Both agreed that Turkey is not a perfect democracy, but Mr. Balci saw many improvements in the past years, believed that anything can be investigated, and nearly every opinion can now be expressed in the media, while Mr. Bostancioglu talked to us about the intimidation of the government, the importance of money in the media, and what he considered to be absurd allegations of terrorism made against fellow reporters. The differences in Mr. Balci and Mr. Bostancioglu’s opinions illustrate the diversity of opinions we collected over ten days. This diversity did not help Kristin and I come up with a clear answer about freedom of expression in Turkey, but brought out many of the nuances and historical influence that constitute modern Turkey, its media sector, and political system.

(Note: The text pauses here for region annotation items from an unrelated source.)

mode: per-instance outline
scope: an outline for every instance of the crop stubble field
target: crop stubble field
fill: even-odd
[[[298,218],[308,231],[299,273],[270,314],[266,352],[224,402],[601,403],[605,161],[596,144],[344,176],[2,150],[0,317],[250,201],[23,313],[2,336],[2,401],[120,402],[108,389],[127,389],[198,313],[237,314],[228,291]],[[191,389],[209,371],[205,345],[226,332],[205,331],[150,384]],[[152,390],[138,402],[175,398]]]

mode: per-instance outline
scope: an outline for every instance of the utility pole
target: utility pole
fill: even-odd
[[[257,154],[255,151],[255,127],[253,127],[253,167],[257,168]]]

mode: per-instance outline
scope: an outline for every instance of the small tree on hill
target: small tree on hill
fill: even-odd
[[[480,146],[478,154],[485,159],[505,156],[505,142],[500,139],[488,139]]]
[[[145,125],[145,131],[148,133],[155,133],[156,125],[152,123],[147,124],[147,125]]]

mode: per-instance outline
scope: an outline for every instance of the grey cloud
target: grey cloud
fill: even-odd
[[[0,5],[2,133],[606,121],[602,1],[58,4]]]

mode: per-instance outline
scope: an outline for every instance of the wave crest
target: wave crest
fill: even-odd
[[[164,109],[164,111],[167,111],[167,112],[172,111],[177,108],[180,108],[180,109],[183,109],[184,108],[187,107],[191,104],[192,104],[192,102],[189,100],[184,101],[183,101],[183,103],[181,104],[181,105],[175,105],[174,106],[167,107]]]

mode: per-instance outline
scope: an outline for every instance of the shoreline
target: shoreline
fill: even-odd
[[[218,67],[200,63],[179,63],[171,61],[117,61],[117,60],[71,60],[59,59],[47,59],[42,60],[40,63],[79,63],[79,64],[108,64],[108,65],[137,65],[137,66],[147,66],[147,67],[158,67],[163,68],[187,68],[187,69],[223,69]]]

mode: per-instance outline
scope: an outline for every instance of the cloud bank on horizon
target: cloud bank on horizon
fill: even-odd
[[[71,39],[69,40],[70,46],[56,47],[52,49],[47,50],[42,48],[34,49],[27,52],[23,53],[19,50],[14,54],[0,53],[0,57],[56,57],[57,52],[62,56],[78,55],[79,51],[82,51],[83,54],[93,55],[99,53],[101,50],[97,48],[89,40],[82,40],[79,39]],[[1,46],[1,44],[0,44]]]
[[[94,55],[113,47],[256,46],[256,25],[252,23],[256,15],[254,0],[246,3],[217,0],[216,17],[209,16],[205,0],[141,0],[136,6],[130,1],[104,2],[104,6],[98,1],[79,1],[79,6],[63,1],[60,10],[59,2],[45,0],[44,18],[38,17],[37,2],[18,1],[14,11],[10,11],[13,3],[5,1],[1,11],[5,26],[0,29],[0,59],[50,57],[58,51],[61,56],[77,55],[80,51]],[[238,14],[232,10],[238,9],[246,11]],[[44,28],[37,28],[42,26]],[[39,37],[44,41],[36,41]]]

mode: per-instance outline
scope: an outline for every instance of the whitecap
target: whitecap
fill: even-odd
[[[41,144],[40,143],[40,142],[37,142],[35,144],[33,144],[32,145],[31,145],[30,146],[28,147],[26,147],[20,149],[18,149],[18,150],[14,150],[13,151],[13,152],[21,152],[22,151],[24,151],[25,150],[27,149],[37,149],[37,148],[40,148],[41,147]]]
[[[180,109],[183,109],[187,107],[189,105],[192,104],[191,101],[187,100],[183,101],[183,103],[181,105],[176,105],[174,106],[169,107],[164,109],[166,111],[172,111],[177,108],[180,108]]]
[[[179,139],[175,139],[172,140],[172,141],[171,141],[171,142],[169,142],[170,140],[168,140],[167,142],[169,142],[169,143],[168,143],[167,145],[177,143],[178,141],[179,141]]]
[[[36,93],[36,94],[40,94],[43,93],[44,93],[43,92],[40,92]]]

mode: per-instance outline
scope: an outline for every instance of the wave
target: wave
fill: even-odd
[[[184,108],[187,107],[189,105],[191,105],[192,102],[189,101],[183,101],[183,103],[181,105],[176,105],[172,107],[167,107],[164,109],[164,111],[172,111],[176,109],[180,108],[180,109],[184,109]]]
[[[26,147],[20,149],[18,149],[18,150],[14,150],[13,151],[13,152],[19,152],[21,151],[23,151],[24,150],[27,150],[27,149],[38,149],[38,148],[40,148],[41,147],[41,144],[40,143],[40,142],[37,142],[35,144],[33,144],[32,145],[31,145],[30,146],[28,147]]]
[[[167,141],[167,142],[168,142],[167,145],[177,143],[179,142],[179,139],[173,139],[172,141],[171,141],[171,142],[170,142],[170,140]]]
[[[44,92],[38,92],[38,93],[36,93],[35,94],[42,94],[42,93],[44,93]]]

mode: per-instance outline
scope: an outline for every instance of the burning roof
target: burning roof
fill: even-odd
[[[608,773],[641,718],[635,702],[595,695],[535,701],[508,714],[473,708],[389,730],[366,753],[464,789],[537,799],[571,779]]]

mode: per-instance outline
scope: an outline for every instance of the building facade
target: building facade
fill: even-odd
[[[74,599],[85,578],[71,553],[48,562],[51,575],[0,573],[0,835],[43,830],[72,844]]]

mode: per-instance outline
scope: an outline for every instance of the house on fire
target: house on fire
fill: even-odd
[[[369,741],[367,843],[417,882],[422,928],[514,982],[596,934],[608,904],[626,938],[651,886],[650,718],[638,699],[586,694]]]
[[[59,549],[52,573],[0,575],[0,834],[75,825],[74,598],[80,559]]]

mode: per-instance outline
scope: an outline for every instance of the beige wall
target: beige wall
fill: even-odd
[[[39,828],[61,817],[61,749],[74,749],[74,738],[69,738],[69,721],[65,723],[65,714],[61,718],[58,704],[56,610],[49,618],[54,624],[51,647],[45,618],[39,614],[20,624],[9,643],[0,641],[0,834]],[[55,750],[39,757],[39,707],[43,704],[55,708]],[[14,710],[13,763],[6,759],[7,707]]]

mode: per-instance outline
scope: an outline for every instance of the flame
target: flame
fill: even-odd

I would like to point out that it is futile to apply American standards of democracy and human rights in Turkey. The country went through military coups in 1960, 1971, 1980, and 1997 during which the media often played a critical role. In fact, state control of the media was very important under military regimes, and one person we met told us, “Before they used to kill journalists, now they imprison them. That’s an improvement!” In addition, it did not take us long to understand that the problem with freedom of expression depicted by NGOs like Reporters Without Borders is in fact closely linked to the Kurdish issue. Most of the imprisoned journalists are Kurdish and are being tried for terrorism because of the columns and news reports they wrote. Some of our interviewees were outraged that the government arrested them, but others told us it reassures them to know these journalists could no longer write. Their opinion greatly depended on how they weighed freedom of expression in comparison to national security.

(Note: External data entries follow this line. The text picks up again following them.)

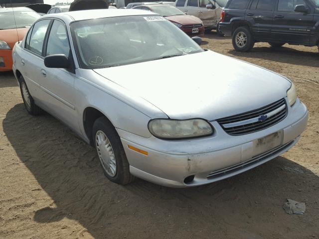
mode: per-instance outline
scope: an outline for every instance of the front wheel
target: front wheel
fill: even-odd
[[[237,51],[249,51],[255,44],[255,39],[249,29],[246,26],[237,28],[232,37],[233,46]]]
[[[281,46],[283,46],[286,43],[280,43],[278,42],[268,42],[270,46],[272,47],[280,47]]]
[[[125,185],[135,177],[130,173],[130,165],[114,126],[104,117],[93,124],[92,137],[105,176],[114,183]]]
[[[33,99],[31,96],[31,94],[29,92],[29,89],[26,84],[24,81],[24,79],[22,77],[20,76],[19,78],[20,82],[20,90],[21,91],[21,95],[22,96],[22,99],[23,100],[23,103],[24,103],[24,107],[28,113],[31,116],[37,116],[40,115],[41,113],[41,109],[35,105]]]

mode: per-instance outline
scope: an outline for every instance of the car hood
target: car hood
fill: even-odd
[[[190,15],[175,15],[165,16],[167,20],[174,21],[182,25],[191,25],[192,24],[201,24],[201,20],[195,16]]]
[[[5,41],[11,49],[13,49],[15,43],[22,41],[28,30],[28,27],[0,30],[0,40]]]
[[[181,120],[255,110],[287,96],[291,86],[279,75],[211,51],[94,71]]]

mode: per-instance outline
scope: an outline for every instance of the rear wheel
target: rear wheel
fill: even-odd
[[[255,39],[248,27],[240,26],[234,31],[232,42],[235,50],[246,52],[254,46]]]
[[[26,111],[31,116],[40,115],[41,113],[41,110],[34,103],[34,101],[31,96],[29,89],[26,86],[26,84],[22,76],[20,76],[19,80],[20,81],[21,95]]]
[[[281,46],[283,46],[286,43],[280,43],[278,42],[268,42],[270,46],[272,47],[280,47]]]
[[[100,117],[94,122],[92,133],[105,176],[119,184],[132,182],[135,177],[130,173],[130,165],[114,126],[106,117]]]

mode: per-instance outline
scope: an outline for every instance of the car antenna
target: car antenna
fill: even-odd
[[[18,29],[16,26],[16,22],[15,21],[15,16],[14,15],[14,11],[13,11],[13,7],[12,6],[12,0],[10,0],[10,3],[11,4],[11,8],[12,8],[12,12],[13,13],[13,19],[14,20],[14,25],[15,25],[15,30],[16,31],[16,36],[18,37],[18,44],[20,43],[20,39],[19,39],[19,34],[18,33]]]

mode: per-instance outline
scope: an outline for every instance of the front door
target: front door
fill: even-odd
[[[246,11],[256,40],[270,40],[275,0],[253,0]]]
[[[208,4],[212,5],[213,8],[207,9],[206,6]],[[203,23],[205,27],[215,27],[217,25],[220,12],[217,16],[215,8],[215,4],[214,1],[210,0],[199,0],[199,15],[198,17],[203,21]]]
[[[305,5],[309,12],[295,12],[296,5]],[[288,43],[309,44],[316,23],[306,2],[304,0],[278,0],[275,8],[272,38]]]
[[[73,62],[68,34],[63,22],[54,20],[48,35],[44,53],[45,56],[63,54],[72,59]],[[46,104],[53,115],[77,131],[78,128],[74,123],[77,122],[75,74],[65,69],[44,67],[42,70],[45,75],[42,86],[47,94]]]

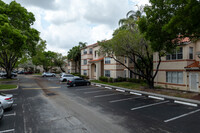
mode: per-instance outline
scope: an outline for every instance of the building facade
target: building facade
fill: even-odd
[[[118,78],[130,78],[133,75],[120,63],[110,57],[105,57],[98,53],[100,46],[89,45],[81,50],[81,75],[86,75],[90,79],[99,79],[101,76]],[[133,69],[133,63],[126,57],[118,57],[121,61]]]
[[[80,72],[80,63],[75,62],[73,60],[65,60],[66,62],[66,67],[65,67],[65,72],[66,73],[79,73]]]
[[[154,72],[158,54],[154,54]],[[162,57],[158,74],[154,80],[156,86],[172,89],[200,92],[200,40],[186,41],[174,50],[173,54]]]

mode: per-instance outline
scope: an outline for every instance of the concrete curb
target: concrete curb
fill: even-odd
[[[125,92],[129,92],[130,94],[138,94],[138,95],[143,95],[143,96],[153,96],[153,97],[158,97],[158,98],[164,98],[165,100],[170,100],[173,102],[176,101],[181,101],[181,102],[188,102],[191,104],[198,104],[198,106],[200,106],[200,101],[198,100],[192,100],[192,99],[186,99],[186,98],[179,98],[179,97],[174,97],[174,96],[167,96],[167,95],[162,95],[162,94],[156,94],[156,93],[151,93],[151,92],[145,92],[145,91],[138,91],[138,90],[131,90],[131,89],[127,89],[127,88],[123,88],[123,87],[117,87],[117,86],[112,86],[112,85],[106,85],[106,84],[100,84],[100,83],[94,83],[92,82],[93,85],[100,85],[102,87],[109,87],[109,88],[113,88],[113,89],[120,89],[120,90],[124,90]],[[196,105],[197,106],[197,105]]]
[[[19,85],[17,85],[17,87],[14,89],[4,89],[4,90],[0,90],[0,91],[13,91],[13,90],[17,90],[17,89],[19,89]]]
[[[10,81],[0,81],[0,83],[5,83],[5,82],[17,82],[19,81],[19,78],[17,78],[17,80],[10,80]]]

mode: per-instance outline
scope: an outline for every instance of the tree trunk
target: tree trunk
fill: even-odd
[[[77,61],[75,61],[75,73],[77,73]]]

Talking about our research topic to contrasting individuals in Istanbul was an amazing experience, but it certainly did not help us stabilize the impressions we had before traveling. The people’s answers to our questions depended on where they stood on the Turkish political spectrum, how they understood Turkish citizenship, how they defined freedom of speech, whether they placed security over freedom of speech, and many other criteria. We did not fulfill the second objective of our trip, but I think it is for the best because we left the country with a much more complex and nuanced understanding of Turkey that books in the Tisch Library could not have helped us reach.
[1] No one really knows how to describe Gulen’s following. We have heard “organization”, “religious association”, “set of values”, “network of professional”…. I chose to use the word "Movement."